I was silent, stunned.
“You will kneel for twelve hours,” he continued calmly. “Then we’ll call it even. Otherwise, you can forget about ever selling a sandwich in this city again.”
This was the man who once claimed he would catch the stars for me if I shed a single tear. Now he was trying to break me, to humiliate me for Brooke’s amusement.
But even in poverty, even in desperation, I still had a spine.
I wiped away a hot tear of fury. “You know, Rhys, you’re a real piece of work. Tormenting a woman to soothe your girlfriend’s ego.” My voice shook. “I was so blind. I can’t believe I ever loved you.”
His breathing on the other end of the line hitched, becoming ragged and heavy, as if I’d struck him. “You think I give a damn about your love?” he snarled, the words tearing from him. “Sadie, you were nothing to me but a tool for my revenge.”
It was a vicious thing to say, but my heart was already so numb, so scarred over, that it barely registered.
I bit back with the first cruel thing that came to mind. “Good. Because to me, you were just a placeholder. Something to do.”
Before he could explode, I hung up the phone.
4
When I got back to our tiny apartment, Paige saw my red-rimmed eyes. She reached up and gently touched my face. “Did someone bully you again, Sadie?” she asked, her small voice full of concern. “I wish I could grow up faster, so I could protect you.”
Our mother had died of an illness not long after Paige was born. Our father… well, our father was never the nurturing type. Paige had always clung to me.
I forced a smile and smoothed back her hair. “What if we left this city?” I asked softly. “Just you and me. Would that be okay?”
She nodded immediately. “Anywhere you go, I’ll go.” Then she hesitated. “What about Dad? Is he coming with us?”
She was too young to understand the full scope of it. She knew something bad had happened, that we were poor now, but she didn’t know Dad was in prison.
I chose my words carefully. “Dad made a mistake, a big one. He’s being punished for it. He… he won’t be home for a very, very long time.”
She tilted her head. “What did he do? Was it really bad?”
Yes. It was really bad.
Twenty years ago, to force a sale on a valuable piece of land, he had set fire to the Caldwell family’s factory.
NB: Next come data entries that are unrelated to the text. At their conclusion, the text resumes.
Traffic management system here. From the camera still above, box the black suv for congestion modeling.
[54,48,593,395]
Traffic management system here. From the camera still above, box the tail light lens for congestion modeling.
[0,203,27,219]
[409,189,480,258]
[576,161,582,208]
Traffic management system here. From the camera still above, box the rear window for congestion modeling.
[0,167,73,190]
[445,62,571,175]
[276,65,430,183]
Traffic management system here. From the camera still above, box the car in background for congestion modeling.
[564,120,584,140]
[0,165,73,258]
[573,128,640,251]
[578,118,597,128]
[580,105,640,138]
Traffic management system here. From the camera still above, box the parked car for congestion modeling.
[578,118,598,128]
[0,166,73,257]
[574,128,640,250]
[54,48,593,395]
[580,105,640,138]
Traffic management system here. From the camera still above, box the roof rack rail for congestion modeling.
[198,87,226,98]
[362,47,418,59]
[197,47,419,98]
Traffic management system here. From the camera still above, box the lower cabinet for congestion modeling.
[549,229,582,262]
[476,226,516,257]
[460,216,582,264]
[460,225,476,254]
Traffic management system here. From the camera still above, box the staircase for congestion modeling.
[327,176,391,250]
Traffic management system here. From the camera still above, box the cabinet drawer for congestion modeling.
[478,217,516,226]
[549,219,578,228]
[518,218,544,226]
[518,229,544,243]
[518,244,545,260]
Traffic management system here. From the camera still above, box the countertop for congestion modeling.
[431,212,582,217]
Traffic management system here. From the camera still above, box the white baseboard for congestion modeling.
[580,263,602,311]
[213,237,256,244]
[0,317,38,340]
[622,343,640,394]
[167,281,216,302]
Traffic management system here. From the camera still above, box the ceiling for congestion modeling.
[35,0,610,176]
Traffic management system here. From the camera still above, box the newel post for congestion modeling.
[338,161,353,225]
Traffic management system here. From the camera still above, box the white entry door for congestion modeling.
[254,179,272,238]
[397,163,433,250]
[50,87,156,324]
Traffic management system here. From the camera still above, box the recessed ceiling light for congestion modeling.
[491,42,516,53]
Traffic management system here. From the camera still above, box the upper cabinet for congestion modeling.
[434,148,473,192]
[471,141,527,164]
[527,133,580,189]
Rhys’s father had been asleep in the office that night. He never made it out.
So, of course, Rhys hated my father. He hated my entire family. His quest for revenge was the most normal thing in the world. He’d changed his name, hidden his past, and waited years to avenge his father. It was an act of filial piety.
My dad was a criminal. He deserved what he got. I would never defend him.
But I couldn’t not blame Rhys.
He could have chosen a hundred other ways to get his revenge. Why did he have to use my heart as his weapon?
And even now, with his vengeance complete, he wouldn’t let me go. He just kept pushing, kept tormenting me.
I was powerless against him. The only option was to run.
To save money, I booked tickets on a Greyhound bus to Madison. A slow, lumbering route away from my life.
But on the city bus to the station, Paige suddenly collapsed.
I rushed her to the nearest hospital in a blind panic, my world shrinking to the sound of sirens. And there, under the harsh fluorescent lights of the emergency room, my world fell apart completely.
Paige had leukemia.
The words echoed in the sterile room, shattering everything. I sat by her bed, the sobs ripping through me, unstoppable.
Paige, small and pale against the white sheets, squeezed my hand. “Don’t be sad, Sadie,” she whispered, her voice impossibly small. “I don’t feel bad. Really.” She looked around the room. “I don’t like it here. I don’t want shots. Can we just go home?”
I knew what she was doing. She knew I didn’t have any money. My brave, sweet, selfless little sister.
A fresh wave of guilt and self-loathing crashed over me. I was so useless. I couldn’t even afford to save her life.